Instruments of international understanding

Exchange programs featuring German and Israeli students and other young persons constitute one of the most important channels of the two countries' relations. This importance led to the founding in 2001 of ConAct. Based in Wittenberg, this dedicated office of coordination fosters exchanges of youth, with this including specialists in the provision of out-of-school vocational education.

The Scholarship Program provides participants with a way of intensively getting to know the respective partner country. The Program was founded in 2000 by Johannes Rau, Germany's President, in order to “take a joint and searching look at the past and at the future”. The scholarships awarded over the past 15 years have enabled especially gifted and dedicated Israeli high school students to spend two weeks in Germany. In April 2012, traffic started flowing the other way. Responding to an invitation from Israel's Foreign Ministry, 40 German high school students visited Israel.
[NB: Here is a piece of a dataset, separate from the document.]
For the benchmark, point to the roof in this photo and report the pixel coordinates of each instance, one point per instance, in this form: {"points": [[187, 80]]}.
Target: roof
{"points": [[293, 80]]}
Such initiatives are causing the number of such young “ambassadors” from Germany and Israel visiting each other to grow steadily.

Voluntary services

As is the case with German-Israeli youth exchange programs, the history of the voluntary services starts in the 1950s. The extent of the programs' fostering of international understanding and of  the reconciliation of Israel with Germany can not be overestimated. The first of such services was the Action Reconciliation Service for Peace (Aktion Sühnezeichen Friedensdienste – ASF). It has since been followed by a number of others, of which some are religious in nature. One of these services is Other Services Abroad (Andere Dienst im Ausland – ADiA). Founded in 1986 and run by the German public sector, ADiA – as is the case with ASF – has enabled a large number of young Germans to visit Israel. The organizations share a common goal: fostering peaceful coexistence.
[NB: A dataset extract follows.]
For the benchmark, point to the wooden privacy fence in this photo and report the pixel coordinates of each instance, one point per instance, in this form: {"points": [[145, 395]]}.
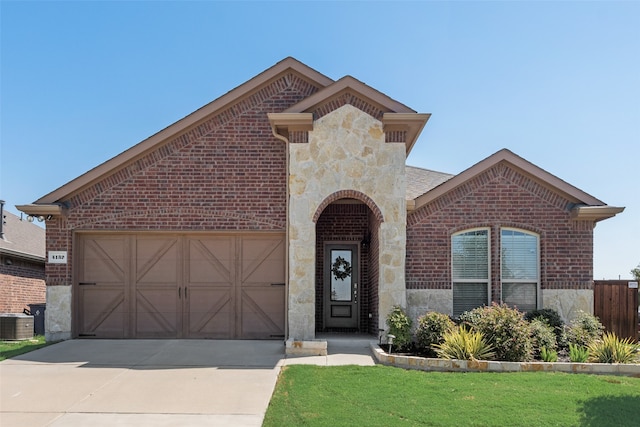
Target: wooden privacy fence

In 2010, the Come with-Nadev program was launched. It allows young Israelis to render voluntary services during a 12 month stay in Germany. The program's objectives are to strengthen the relationships between Germans and Israelis, with this especially involving young persons. The program sends some 15-20 young Israelis a year to Germany.

Other important services in Germany are the Voluntary Social and Ecological Years. Founded in 2011 was the state-supported International Youth Voluntary Exchange (acronym in German: “IJFD”). The IJFD has dispatched more than 600 young volunteers to Israel, putting the country at worldwide peak of those to which the service has sent young persons.

All told, the large number of  programs maintained by German organizers and by their partners in Israeli permit several hundred Germans to render voluntary services in Israel each year. The objectives of such programs are as variegated as their natures: fostering friendly relationships, international understanding, confrontations with the Holocaust and its consequences, eradication of biases and the development of in-depth insights into Israel.

A new German-Israeli voluntary service is planned to be launched in 2015/2016. Its job will be to increase the number of young volunteers from Israel working in Germany. This, in turn, will further the fostering of contacts between young Israelis and Germans.